Recently I wrote about a Jank, the programming language that is able to bring Cojure to the native world using LLVM. I also mentioned that Jank is not yet ready for production usage – and that is just true; it still have many bugs that prevent us to use it for more complex problems, and maybe even some simple ones.

That doesn’t mean we can’t try it, and see how bright the future might be.

At my last post I ended up showing in an example of a Ruby code. Later, after many problems trying to make something more complex, I finally was able to hack up some solution that bypasses some of the bugs that Jank still have.

And let me tell you, even in the pre-alpha stage that the language is, I can already see some very interesting things – the most important one being the “interactive development” of the native extension – or if you want to use the Ruby terms, monkey patching native methods.

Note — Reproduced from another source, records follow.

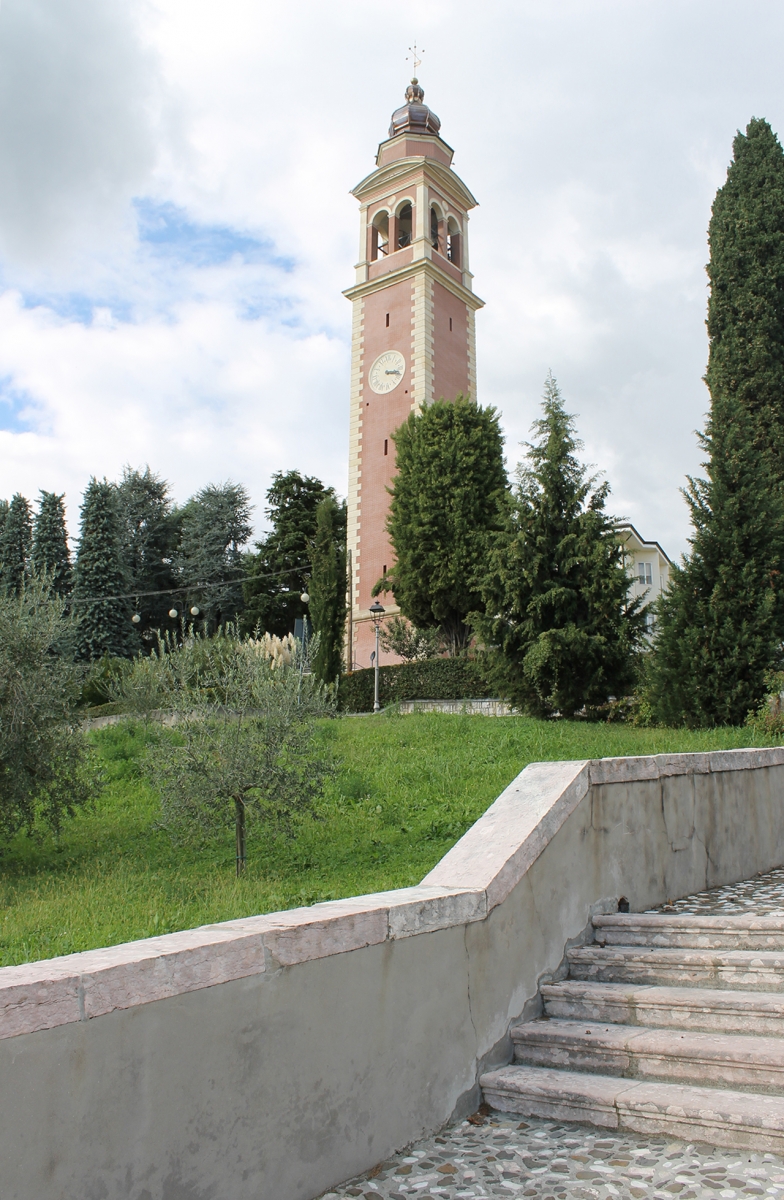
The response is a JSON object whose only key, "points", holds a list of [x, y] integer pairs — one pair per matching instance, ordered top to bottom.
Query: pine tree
{"points": [[447, 502], [215, 527], [150, 533], [15, 546], [51, 550], [281, 568], [101, 580], [328, 588], [557, 593], [722, 623]]}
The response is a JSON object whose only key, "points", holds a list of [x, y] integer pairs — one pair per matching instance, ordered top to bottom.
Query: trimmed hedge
{"points": [[431, 679]]}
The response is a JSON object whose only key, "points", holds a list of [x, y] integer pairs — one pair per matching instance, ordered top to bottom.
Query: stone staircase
{"points": [[666, 1025]]}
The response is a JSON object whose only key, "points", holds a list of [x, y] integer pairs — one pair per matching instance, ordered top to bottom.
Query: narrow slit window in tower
{"points": [[405, 220], [379, 237], [453, 243]]}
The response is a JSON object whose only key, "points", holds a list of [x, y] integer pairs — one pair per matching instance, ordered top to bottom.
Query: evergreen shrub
{"points": [[459, 678]]}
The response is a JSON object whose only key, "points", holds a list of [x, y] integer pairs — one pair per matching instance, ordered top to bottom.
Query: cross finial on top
{"points": [[414, 57]]}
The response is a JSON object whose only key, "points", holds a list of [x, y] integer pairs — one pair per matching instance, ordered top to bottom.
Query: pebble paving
{"points": [[497, 1155]]}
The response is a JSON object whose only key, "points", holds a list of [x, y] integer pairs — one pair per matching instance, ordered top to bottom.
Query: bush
{"points": [[459, 678]]}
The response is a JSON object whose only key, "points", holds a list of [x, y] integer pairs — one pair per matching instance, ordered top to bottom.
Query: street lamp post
{"points": [[377, 612], [303, 648]]}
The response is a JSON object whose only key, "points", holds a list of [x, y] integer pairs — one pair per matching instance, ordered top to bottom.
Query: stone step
{"points": [[742, 933], [753, 970], [681, 1008], [748, 1063], [717, 1116]]}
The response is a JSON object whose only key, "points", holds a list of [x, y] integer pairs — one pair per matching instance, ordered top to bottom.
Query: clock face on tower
{"points": [[387, 372]]}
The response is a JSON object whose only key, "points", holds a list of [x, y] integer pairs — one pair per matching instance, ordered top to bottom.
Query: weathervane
{"points": [[414, 53]]}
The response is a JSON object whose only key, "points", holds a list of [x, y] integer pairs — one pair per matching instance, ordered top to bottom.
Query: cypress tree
{"points": [[447, 502], [215, 527], [150, 533], [16, 543], [51, 550], [281, 568], [100, 579], [328, 588], [557, 592], [720, 624]]}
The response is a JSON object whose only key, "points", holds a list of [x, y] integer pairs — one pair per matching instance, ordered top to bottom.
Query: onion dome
{"points": [[414, 117]]}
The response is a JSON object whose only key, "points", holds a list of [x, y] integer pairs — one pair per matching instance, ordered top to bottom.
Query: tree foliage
{"points": [[447, 504], [215, 527], [150, 531], [16, 544], [51, 553], [281, 568], [101, 579], [328, 588], [557, 592], [722, 623], [399, 636], [245, 750], [46, 772]]}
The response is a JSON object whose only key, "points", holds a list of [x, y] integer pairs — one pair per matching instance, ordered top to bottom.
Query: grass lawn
{"points": [[406, 789]]}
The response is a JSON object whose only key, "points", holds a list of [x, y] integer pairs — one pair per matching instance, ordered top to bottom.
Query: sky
{"points": [[177, 226]]}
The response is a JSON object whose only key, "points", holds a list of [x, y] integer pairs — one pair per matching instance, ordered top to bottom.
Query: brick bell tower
{"points": [[413, 337]]}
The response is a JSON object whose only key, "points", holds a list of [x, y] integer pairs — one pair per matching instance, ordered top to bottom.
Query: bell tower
{"points": [[413, 337]]}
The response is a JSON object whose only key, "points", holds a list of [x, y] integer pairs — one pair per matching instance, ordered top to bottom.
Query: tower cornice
{"points": [[388, 177], [419, 267]]}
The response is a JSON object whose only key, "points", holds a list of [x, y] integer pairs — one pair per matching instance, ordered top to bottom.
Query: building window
{"points": [[405, 221], [434, 228], [379, 237], [453, 241]]}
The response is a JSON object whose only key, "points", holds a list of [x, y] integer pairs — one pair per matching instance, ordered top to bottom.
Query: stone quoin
{"points": [[413, 337]]}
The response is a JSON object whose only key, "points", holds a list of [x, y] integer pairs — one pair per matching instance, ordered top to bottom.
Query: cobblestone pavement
{"points": [[762, 894], [502, 1156], [508, 1157]]}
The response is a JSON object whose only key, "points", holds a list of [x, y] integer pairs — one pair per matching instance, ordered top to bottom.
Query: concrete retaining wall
{"points": [[271, 1057]]}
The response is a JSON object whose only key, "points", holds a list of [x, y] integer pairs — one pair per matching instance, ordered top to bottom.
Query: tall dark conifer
{"points": [[448, 499], [216, 523], [150, 528], [16, 543], [51, 550], [281, 568], [101, 579], [328, 588], [557, 593], [722, 623]]}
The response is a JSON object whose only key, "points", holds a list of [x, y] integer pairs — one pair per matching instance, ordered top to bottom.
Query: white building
{"points": [[647, 564]]}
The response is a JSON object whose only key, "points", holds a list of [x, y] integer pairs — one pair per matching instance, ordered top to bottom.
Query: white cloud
{"points": [[594, 136]]}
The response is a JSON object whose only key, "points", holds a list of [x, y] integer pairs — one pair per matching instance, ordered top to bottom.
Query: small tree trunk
{"points": [[239, 827]]}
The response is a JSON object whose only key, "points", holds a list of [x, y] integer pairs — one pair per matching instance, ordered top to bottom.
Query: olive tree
{"points": [[244, 749], [46, 766]]}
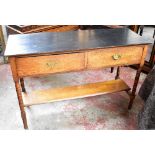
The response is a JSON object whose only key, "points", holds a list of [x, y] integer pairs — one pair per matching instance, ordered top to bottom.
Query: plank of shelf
{"points": [[74, 92]]}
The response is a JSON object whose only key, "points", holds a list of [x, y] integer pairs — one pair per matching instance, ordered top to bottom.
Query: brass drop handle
{"points": [[116, 56]]}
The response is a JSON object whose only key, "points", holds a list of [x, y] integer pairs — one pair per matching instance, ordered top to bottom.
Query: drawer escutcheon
{"points": [[116, 56], [51, 64]]}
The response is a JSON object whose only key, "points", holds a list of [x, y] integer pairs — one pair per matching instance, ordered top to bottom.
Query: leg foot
{"points": [[22, 85]]}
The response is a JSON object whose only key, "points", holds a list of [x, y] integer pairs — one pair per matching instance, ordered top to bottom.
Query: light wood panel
{"points": [[104, 57], [28, 66], [72, 92]]}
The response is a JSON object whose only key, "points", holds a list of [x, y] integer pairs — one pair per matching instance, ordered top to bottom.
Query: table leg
{"points": [[112, 69], [117, 73], [22, 85], [132, 95], [21, 105]]}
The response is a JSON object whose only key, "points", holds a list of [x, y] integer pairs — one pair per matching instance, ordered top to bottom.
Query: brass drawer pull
{"points": [[116, 56], [51, 64]]}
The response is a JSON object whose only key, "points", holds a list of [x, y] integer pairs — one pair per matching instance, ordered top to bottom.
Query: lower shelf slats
{"points": [[73, 92]]}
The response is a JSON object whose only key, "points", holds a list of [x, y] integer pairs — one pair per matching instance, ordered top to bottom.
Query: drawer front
{"points": [[111, 57], [28, 66]]}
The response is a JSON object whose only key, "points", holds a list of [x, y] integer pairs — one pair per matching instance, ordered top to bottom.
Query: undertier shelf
{"points": [[73, 92]]}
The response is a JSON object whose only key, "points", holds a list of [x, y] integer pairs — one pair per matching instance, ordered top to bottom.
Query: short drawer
{"points": [[111, 57], [29, 66]]}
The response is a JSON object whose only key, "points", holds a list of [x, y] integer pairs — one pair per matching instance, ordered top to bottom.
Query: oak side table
{"points": [[57, 52]]}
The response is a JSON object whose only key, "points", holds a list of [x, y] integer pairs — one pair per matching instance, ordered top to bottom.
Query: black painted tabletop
{"points": [[64, 42]]}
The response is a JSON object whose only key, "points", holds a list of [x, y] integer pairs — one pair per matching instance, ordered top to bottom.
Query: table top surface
{"points": [[67, 42]]}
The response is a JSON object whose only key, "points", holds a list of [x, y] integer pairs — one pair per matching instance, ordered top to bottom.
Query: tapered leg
{"points": [[112, 69], [117, 73], [22, 85], [132, 95], [21, 105]]}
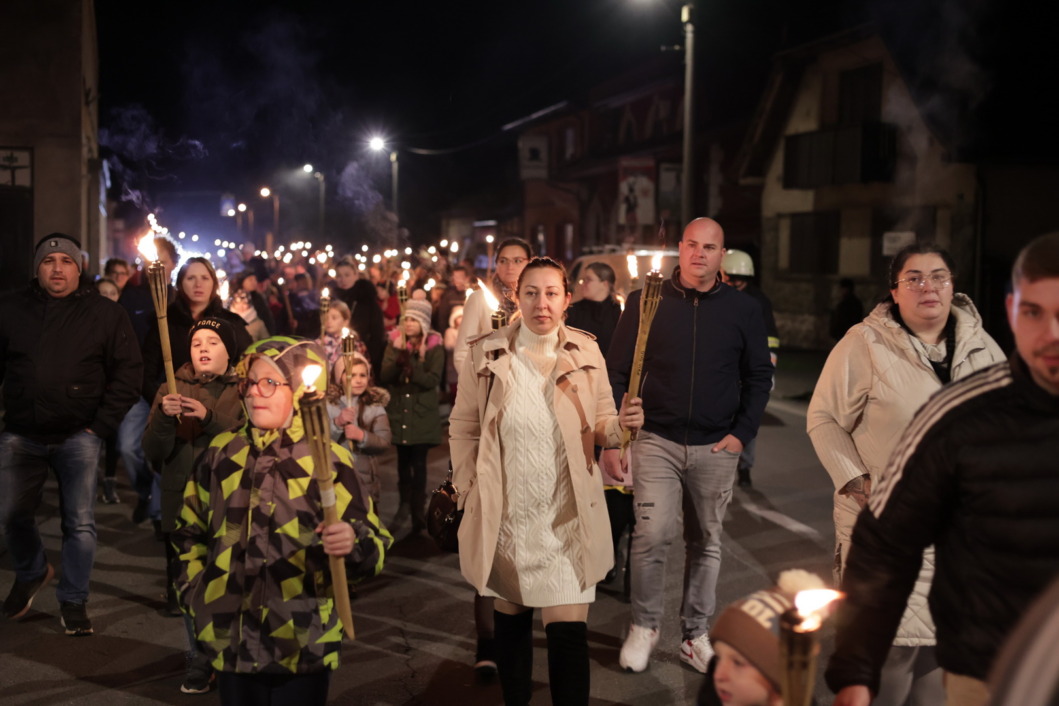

Let’s start with some very simple code: a Ruby method that’s supposed to be written in a native language. I’m going to start using C++ because it’s the main way of doing that. For now, don’t worry about the details – it’s just a class creation with a method that just prints “hello word” in the screen:

#include <iostream>
#include <ruby.h>

static VALUE hello(VALUE self) {
  std::cout << "Hello, world!\n";
  return Qnil;
}

void define_methods() {
  VALUE a_class = rb_define_class("Jank", rb_cObject);
  rb_define_method(a_class, "hello", RUBY_METHOD_FUNC(hello), 0);
}

extern "C" void Init_jank_impl() {
  define_methods();
}

We should be able to port this directly to Jank by just translating from C++ to a Clojure-like syntax – should being the keyword here, because we can’t. There are a bunch of different bugs that prevents us from doing that right now:

  1. We can’t define the hello funcion, because we have no way to add type signatures to Jank functions. To bypass that, we have to define the method in C, using cpp/raw, which brings us to
  2. Using cpp/raw to define C++ functions doesn’t work – the code generated will somehow duplicate the method definition, so things won’t compile. We can solve that by using the same technique that C headers use – we use #ifndef and #define to avoid duplications
  3. Unfortunately, Jank doesn’t actually understand the callback method signature. It expects something that matches exactly the method signature, but for Ruby callbacks (of native functions) the C API sometimes use “type aliases” or “C preprocessors/macros”. We can also solve that, but we need to “cast” the C function with the “concrete” signature to the one with the “abstract” one so that Jank will be happier.
  4. Finally, Jank doesn’t understand C macros/preprocessors. So in some cases (for example, converting a Ruby string to a C one) we’ll also need to generate an “intermediate function” to solve the issue.

First experiments

With all that out of the way, we can actually do some experiments:

(ns ruby-ext)

(cpp/raw "
#ifndef JANK_HELLO_FN
#define JANK_HELLO_FN
#include <jank/c_api.h>
#include <ruby.h>

static VALUE jank_hello(VALUE self) {
  std::cout << \"Hello, world\\n\";
  return Qnil;
}

static auto convert_ruby_fun(VALUE (*fun)(VALUE)) {
  return RUBY_METHOD_FUNC(fun);
}

#endif
")

(defn init-ext []
  (let [class (cpp/rb_define_class "Jank" cpp/rb_cObject)]
    (cpp/rb_define_method class "hello" (cpp/convert_ruby_fun cpp/jank_hello) 0)))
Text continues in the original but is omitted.